Aside from promoting school choice, the Koch’s favorite issues ar e free market capitalism and smaller government, policies that increase profits and lower their taxes.   Besides holdings in oil and coal, the Koch’s own Georgia Pacific, the biggest supplier of plywood in the country and lots of paper product companies. Angel Soft, Quilted Northern, Soft n Gentle, Dixie Cup, GP Copy Paper, Spectrum paper, Mardi Gras napkins, Vanity Fair, Zee napkins, Brawny and Sparkle paper towels are theirs.   Koch Industries produce most of the nylon, spandex and polyester that we use.   Why am I telling you this?   Consider what you subsidize if you patronize their products.

School Choice Week events were also endorsed by Singuefield front groups the Children’s Education Alliance of Missouri, and the Children’s Education Council of Missouri, both of which are staffed by Laura Slay and Katherine Casas, wife of 79th district state rep candidate Martin Casas, The Friedman Foundation for Educational Choice ( www.edchoice,org ), founded by free market economist and father of the school choice movement Milton Friedman ,   the Koch funded Heritage Foundation, the Koch funded American Legislative Exchange Council (ALEC) which pre-packages state legislation, The Black Alliance for Educational Options, and Michelle Rhee’s Students First, which has been hired to squire ALEC generated school choice legislation through the Missouri legislature.  

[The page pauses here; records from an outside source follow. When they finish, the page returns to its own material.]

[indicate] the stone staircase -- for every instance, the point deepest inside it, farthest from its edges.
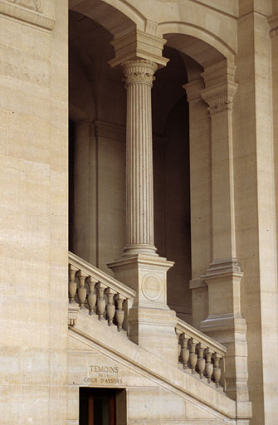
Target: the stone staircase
(98, 317)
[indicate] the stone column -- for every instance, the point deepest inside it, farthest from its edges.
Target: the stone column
(151, 322)
(138, 76)
(200, 197)
(223, 277)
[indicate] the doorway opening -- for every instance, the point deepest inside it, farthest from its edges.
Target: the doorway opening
(99, 406)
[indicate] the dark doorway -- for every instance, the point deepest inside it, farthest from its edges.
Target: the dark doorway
(101, 406)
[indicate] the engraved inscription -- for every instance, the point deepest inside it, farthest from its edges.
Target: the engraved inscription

The panelists were Fox News commentator Dick Morris, St. Louis Tea Party Co-founder Dana Loesch, Show Me Institute Director and UM Columbia Economics Professor Michael Podgursky, and Slay administration Education Liaison Robyn Wahby. The panel was moderated by local blogger Jim Hoft, aka the Gateway Pundit.   Hoft identified Loesch as part of the Breitbart empire (as in Andrew Breitbart). Loesch is a commentator on CNN and has her own talk radio show.

Morris, Bill Clinton’s political advisor and re-election campaign chair, resigned due to revelations that he had allowed a prostitute to listen in on his conversations with the president.   Morris has since ceased to associate with the Clintons. Hoft introduced Morris, the author of many books as, “a respected political analyst.” 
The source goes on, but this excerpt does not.